According to experts who have spent the past decade clamouring for tougher ethics rules in Brussels, this scandal may just be the tip of the iceberg. In a press release it issued in response, Transparency International’s EU branch speaks of a “culture of impunity” developed over decades, owing to “lax financial rules and controls and a complete lack of independent ethics oversight”. To be sure, the heightened media and public scrutiny warranted by this scandal may soon enough turn into a drumbeat for reforming the rules governing the disclosure of foreign lobbying activities in Brussels. Much like the resignation of the Jacques Santer Commission in 1999 led to a zero-tolerance approach to fraud under its successor, so this time may lead to more rigid oversight, such as through the long-stalled proposal to create an independent ethics body overseeing every EU institution with powers of enforcement and investigation. That would be good news, unequivocally.

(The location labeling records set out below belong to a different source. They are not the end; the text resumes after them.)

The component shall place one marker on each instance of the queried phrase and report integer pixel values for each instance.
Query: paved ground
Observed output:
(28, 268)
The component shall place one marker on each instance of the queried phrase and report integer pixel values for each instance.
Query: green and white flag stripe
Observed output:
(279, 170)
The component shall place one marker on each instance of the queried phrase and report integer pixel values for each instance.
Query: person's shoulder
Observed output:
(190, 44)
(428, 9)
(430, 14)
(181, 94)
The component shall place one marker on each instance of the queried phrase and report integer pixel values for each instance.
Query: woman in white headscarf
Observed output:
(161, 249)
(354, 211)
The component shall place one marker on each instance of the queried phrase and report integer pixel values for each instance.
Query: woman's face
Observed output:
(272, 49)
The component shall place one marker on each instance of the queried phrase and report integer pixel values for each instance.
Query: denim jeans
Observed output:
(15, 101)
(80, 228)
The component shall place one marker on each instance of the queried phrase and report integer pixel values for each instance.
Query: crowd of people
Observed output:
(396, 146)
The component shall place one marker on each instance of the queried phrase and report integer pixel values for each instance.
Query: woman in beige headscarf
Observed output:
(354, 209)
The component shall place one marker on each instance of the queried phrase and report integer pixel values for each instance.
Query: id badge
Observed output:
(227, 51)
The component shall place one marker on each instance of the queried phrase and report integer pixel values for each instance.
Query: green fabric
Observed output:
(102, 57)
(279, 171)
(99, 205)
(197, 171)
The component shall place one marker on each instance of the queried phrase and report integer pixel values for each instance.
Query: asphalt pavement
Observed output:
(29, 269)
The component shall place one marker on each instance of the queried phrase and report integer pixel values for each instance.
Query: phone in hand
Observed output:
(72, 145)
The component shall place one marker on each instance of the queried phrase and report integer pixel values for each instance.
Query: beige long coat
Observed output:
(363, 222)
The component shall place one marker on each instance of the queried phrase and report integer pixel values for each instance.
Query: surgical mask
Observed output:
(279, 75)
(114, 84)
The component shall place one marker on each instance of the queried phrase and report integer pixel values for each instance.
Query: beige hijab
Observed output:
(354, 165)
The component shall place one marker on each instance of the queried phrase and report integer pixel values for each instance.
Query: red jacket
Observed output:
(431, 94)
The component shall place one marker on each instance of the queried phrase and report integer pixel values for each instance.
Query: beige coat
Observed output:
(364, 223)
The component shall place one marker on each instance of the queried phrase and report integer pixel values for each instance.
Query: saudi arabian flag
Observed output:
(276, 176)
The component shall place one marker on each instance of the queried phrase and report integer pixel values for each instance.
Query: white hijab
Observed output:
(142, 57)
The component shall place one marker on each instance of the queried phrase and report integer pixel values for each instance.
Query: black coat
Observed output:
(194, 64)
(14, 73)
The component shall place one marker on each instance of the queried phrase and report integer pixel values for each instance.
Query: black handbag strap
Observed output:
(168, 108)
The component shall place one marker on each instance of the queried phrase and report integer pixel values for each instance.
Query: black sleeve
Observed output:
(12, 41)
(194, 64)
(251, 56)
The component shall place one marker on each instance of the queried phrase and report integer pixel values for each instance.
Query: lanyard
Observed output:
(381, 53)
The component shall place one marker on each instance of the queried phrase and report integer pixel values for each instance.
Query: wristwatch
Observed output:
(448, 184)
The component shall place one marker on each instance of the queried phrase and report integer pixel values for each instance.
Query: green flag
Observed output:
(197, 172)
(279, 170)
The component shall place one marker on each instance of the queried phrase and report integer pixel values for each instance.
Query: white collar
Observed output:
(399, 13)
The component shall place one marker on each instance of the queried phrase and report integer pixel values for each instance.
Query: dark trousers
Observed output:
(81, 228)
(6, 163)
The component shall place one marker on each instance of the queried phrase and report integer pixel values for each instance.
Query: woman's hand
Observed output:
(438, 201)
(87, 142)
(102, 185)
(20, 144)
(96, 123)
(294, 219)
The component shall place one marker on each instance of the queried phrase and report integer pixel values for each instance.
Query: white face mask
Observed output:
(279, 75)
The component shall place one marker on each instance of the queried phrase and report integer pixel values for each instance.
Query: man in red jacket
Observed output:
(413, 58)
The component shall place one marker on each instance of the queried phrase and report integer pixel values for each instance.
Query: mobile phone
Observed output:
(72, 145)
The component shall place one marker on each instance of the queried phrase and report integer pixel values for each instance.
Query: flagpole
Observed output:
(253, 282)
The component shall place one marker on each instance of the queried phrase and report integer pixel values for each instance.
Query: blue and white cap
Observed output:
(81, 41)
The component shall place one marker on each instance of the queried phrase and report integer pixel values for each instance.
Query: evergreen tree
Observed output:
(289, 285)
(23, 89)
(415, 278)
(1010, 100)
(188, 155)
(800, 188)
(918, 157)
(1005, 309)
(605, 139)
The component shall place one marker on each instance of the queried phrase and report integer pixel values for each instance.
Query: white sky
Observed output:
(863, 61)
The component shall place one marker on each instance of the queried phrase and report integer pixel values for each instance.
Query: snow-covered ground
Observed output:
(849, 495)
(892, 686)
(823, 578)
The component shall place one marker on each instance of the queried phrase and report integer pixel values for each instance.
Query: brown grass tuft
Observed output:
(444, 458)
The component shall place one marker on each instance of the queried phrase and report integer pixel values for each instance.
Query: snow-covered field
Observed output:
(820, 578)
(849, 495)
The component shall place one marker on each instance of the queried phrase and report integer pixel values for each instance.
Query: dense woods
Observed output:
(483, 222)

For now, the implications cannot be overstated. The EU has long laboured under critiques of its democratic but not moral legitimacy. Up until now, the bloc had weathered one crisis after another — from migration to Brexit and from Covid-19 to the eurozone bust — whilst keeping the moral credentials of its leaders largely immaculate. Qatargate changes that. The scandal may rock the EU’s very foundations, portraying its leaders as decadent and self-seeking. Even if progress materialises, those hoping this will be the last such scandal are blind to the EU’s nature and will be sorely disappointed. The demand for corruption and influence-peddling is the inescapable outcome when so much power is concentrated beyond democratic accountability and media scrutiny. It will largely depend on the rule changes in the offing, whether the EU ends up supplying the venal lawmakers to meet that demand, but even under tougher ones, there could always be the odd Eva Kaili.